Very competitive. Publishers only market 1 or 2 books per year out of the millions published. This means it is very difficult to get published, and even more difficult to make bestseller lists and publish future titles.
Most writers have to market even with traditional publishers. Even with possible national marketing, some authors find they still need to market to their current fan base as well as gain new readers on their own online, which may require purchasing social media ads and paying for website hosting to be successful.
Must have an agent. Because the number of submissions is so high, many publishing houses will only read a manuscript if submitted by an agent representing the writer, which means out-pocket costs for you. Getting signed on with an agent is also a difficult task as well.
More formal and time-consuming. If you want to publish within a year, look to self-publishing, as traditional publishing can take up to two years after the initial query letter.

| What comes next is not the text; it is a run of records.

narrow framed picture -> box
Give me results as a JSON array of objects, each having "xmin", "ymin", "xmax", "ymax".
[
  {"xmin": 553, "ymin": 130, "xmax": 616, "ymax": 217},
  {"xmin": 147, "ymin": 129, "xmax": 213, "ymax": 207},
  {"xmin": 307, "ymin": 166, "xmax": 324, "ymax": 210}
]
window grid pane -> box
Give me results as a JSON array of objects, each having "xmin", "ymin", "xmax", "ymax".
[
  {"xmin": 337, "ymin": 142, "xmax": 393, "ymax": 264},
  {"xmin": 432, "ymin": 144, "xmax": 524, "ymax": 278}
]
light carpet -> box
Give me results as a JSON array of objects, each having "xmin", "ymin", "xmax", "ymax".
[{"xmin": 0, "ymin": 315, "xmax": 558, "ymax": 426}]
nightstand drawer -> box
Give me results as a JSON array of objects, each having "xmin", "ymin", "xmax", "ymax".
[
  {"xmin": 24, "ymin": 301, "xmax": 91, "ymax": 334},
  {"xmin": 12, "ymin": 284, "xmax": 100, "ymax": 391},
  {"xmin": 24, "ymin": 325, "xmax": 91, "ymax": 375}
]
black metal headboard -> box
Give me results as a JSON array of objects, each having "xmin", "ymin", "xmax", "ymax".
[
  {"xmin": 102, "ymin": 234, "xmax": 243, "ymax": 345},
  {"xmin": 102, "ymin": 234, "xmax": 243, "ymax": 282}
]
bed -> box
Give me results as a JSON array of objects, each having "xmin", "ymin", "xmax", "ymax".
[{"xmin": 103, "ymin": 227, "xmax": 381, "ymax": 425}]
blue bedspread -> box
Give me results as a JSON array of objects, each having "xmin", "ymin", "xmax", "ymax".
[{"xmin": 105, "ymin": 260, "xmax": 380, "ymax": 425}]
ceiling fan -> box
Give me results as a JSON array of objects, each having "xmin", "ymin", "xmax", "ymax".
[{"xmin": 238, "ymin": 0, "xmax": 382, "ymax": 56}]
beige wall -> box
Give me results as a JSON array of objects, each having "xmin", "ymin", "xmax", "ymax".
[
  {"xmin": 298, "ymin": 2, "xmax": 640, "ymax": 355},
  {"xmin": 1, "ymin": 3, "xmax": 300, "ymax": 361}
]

You may lose creative control. If you don't read your book contract carefully, you may inadvertently sign away editing rights, meaning the editing team may completely transform your book into something completely different.
No guarantees. Even if you land a contract, there is still no guarantee your book will sell, even after years of work to write and publish it.
As you can see, there are pros and cons to both forms of publishing. If you want to remain in complete control of your work, keep most of your profits, and don’t mind the elbow grease it takes to publish your own book, self-publishing is the way to go. If you prefer a more hands-off approach other than the actual writing, traditional publishing may be the answer. No matter which publishing method you choose, the most important part of the whole process is writing the book. As author Richard Bach once said, “a professional writer is an amateur who didn’t quit.”